Keyless tables are partially supported in that records can be inserted, loaded, and updated, but the method for doing so is not ideal. When a keyless record is loaded (or inserted), its values are cloned into a generated member, which is then used to target the record for updates and deletes. Keyless records are expected to be unique for updates and deletes.

API

query( sql, [ parameters ], [ options ] )

query allows you to run a ql query with optional parameters and collect the results into a more graph-like form.

options may specify an extra function or map of functions (per-alias) that will be called with each record and result object for every new row. This can be used to add computed fields to the object output of a query.

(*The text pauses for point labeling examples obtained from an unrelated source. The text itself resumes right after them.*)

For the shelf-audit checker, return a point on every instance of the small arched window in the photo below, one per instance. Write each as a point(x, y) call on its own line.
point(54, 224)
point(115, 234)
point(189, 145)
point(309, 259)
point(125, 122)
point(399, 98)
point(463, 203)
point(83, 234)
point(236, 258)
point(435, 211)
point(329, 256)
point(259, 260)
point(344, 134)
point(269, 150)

It may also specify a fetch map or its contents, similar to the way ActiveRecord specifies fetches. For instance, to specify that a book should have one author, { author: '' }. If a book should have multiple authors, { authors: [] }. The specifiers may be nested as needed, for instance, { authors: [{ publisher: '', commisions: [] }] } would return books with and authors array where the authors each had a publisher and an array of comissions. Each key must match an alias in a ql query, or it will be ignored.

Any options keys that match an alias will be automatically included in the fetch map, so a fetch key is optional but may be more clear.

If an exclude map is provided, any fields for a table's alias in the exclude array will not be included in the SELECT statement. The keys of the map must match @ referenced tables, e.g. dao.query('select @t.* from @foo t;', {}, { exclude: { t: [ 'big_array_blob_field' ] } });. In this example, the big_array_blob_field will not be included in the list of the t.* fields.

A transaction option may be specified to make sure that this query participates in the given transaction. There are also aliases for trans and t that can be used conveniently with ES6 object literal e.g. db.transaction(function*(t) { return yield dao.query('select * from foos;', { t }); } ).

find|findOne( [ conditions ], [ parameters ], [ options ] )

Both find and findOne take the same parameters. The only difference is findOne will throw if more than one result, which would otherwise be returned directly, is returned.

options

exclude - an array of column names to exclude from the query.

transaction - may be specified to make sure that this query participates in the given transaction. There are also transaction aliases trans and t that can be used conveniently with ES6 object literal short syntax e.g. db.transaction(function*(t) { return yield dao.query('select * from foos;', { t }); } ).

insert( object, [ options ] )

update( object, [ options ] )

upsert( object, [ options ] )

If the internal generated flag is set on the object from a load, an update will be triggerd. If the given object has its primary key and optimistic concurrency fields present, an updated will be triggered. Otherwise, and insert will be triggered.

delete( object, [ options ] )

Deletes the given object. If more than one record is deleted, the transaction will abort.

delete( conditions, [ options ] )

Deletes all of the records that match the given conditions and returns the deleted record count.